3(オロチ)
舟は岸に流れ着いていた。薄霧の向こうに島が見える。昨夜のことは夢のように波の合間に揺れ漂う。肌寒さに、「へっくしょい」くさめが出た。鼻を啜り、荷物を探した。忘れぬうちにあの女を描こうとしたが、「やや」思わず声が出た。顔が思い出せん。それでも治郎は描いたが、霞かかって、どうにもならぬ。「これではノッペラボウだ」。なので、適当に目鼻に眉と描き入れた。描き損じた。「ぶっさいくだなぁ」思わず口にした。さすがにもうちょっと器量よしだった。いや、実際、きれいな娘であった。その記憶は、はっきりくっきり残っている。ただ、思うように手が動かなかった。これが俺の限界か。適当に生きてきた男は、組んだ腕に力を込めた。ぐぅ、と腹が鳴った。
舟を引っ張り、波止場に舫いた頃には、霧はすっかり晴れ、岸と島とを波が分けていた。トカトントンと、木を打つ小気味いい音がした。あちらこちらで響き、岸と島を行き来していた。風来坊を見つけた大工は村の顔役の元に走った。塩を撒かれ、凍るような井戸水を頭から被せられた。
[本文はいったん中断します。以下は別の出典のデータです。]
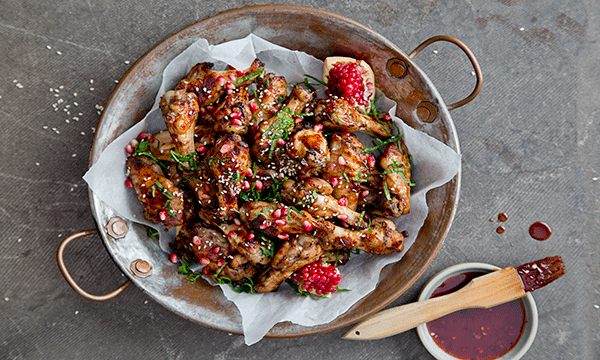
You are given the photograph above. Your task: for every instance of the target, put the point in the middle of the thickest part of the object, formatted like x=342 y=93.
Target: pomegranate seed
x=226 y=148
x=162 y=215
x=307 y=226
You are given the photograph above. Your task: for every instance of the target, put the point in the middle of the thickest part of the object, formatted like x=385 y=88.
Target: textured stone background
x=529 y=143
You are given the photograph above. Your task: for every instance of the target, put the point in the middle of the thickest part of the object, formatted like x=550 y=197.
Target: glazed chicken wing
x=209 y=247
x=309 y=148
x=233 y=114
x=395 y=163
x=281 y=221
x=380 y=238
x=180 y=111
x=230 y=163
x=294 y=254
x=276 y=129
x=348 y=168
x=268 y=98
x=210 y=85
x=163 y=202
x=337 y=113
x=314 y=195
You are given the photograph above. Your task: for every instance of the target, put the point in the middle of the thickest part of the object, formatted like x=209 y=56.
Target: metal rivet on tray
x=397 y=67
x=141 y=268
x=427 y=112
x=117 y=228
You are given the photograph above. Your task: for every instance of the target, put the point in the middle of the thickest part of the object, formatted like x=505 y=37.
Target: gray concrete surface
x=529 y=143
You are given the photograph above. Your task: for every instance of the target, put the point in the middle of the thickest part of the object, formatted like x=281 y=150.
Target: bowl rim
x=341 y=321
x=531 y=312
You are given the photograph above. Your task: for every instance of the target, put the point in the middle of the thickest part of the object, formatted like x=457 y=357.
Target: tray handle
x=69 y=278
x=469 y=54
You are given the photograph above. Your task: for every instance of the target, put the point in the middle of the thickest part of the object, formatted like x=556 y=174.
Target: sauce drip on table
x=478 y=334
x=540 y=231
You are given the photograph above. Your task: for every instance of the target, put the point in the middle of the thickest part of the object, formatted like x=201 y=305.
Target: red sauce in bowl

狐につままれた気分になった。それもその筈、記憶が二日も飛んでいた。白髭の村長は、「そうか」訳知り顔で頷いた。「逆さ島のウワバミに誑かされたか」はっはっと笑う。
つまりこうだ。昔、この地に蛇が住み着いた。
「大蛇だ」村長は云う。それが悪さをした。
川の水を自在にし、その夏、幾度も氾濫させた。舟が流される。家が流される。人も流される。困り果て、通りがかった旅の験者に助けを求めた。
験者と大蛇の戦いは七日七夜続いた。山が崩れ、土砂に溢れた。
「もともと陸続きであった」全てが終わった後、陸が削られているのが分かった。
「島に社を建てよ」験者は云った。「化け物との約束だ」大蛇の目玉と引き換えであった。
以来、酒を供え、祀り、験者の言葉を守ってきた。「故に、ウワバミなのじゃ」
じゃ?
供えの酒造りは続いた。「なにせ強い」。大の男でも二杯、三杯と口にすれば、二日、三日は起きられない。「呑むと世界が逆さに見える」村長は、縁側の向うに見える島に目を向けた。揺れる水面に島が逆さに映っていた。治郎は合点した。島の由来は宿酔の符号なのだ。
「まぁ、昔話である」村長は笑うと、両手で、傍らの寸胴の陶の酒甕をぐいと引き寄せた。底が畳表を毟った。
「オロチの睨み酒と云う」村長は甕の蓋を開けた。ツンとした酒気が漂った。
*
娘は手酌で酒を茶椀に注ぎ、水のように呷った。「氏子たちはシャオリ、あるいはジャオリと呼んでいる」ふっ、と娘は笑った。「捨て濾すこと拾回余り。手間隙かけるこだわり。蛇のジャにもかけておるのだろうよ」
治郎は、邪、ヨコシマの文字を思い描いた。
「酒は魔が差す、魔が過ぎる……そう云うものだ、本来」
「俺は巳の生まれだ」治郎は居住まいを正し、娘を睨んだ。「上等だ」すっかり出来上がったトラがのたまう。
「ホゥ」と娘が目を細める。「わたしは辰の生まれだから、お前さんより海に千年、山に千年、先を行っている」
そんな莫迦な。治郎は笑った。だとしたら、とんだババアだ。化け物だ。
娘は、さも愉快そうに笑った。
*
甕覗の濁った液に、胴の太い一匹の縞蛇が漬かっていた。白磁の鱗を涅色の縞が横に走って輪切りとなって、さながら年輪のようであった。
「狭そうだな」むすっと治郎は云った。
「背が折られている」村長は答えた。
「蛇折りか」
村長は頷いた。
「それが大蛇か」
村長は応える代わりに、酒甕を傾ける。甕の中から、濁った蛇が睨め付けた。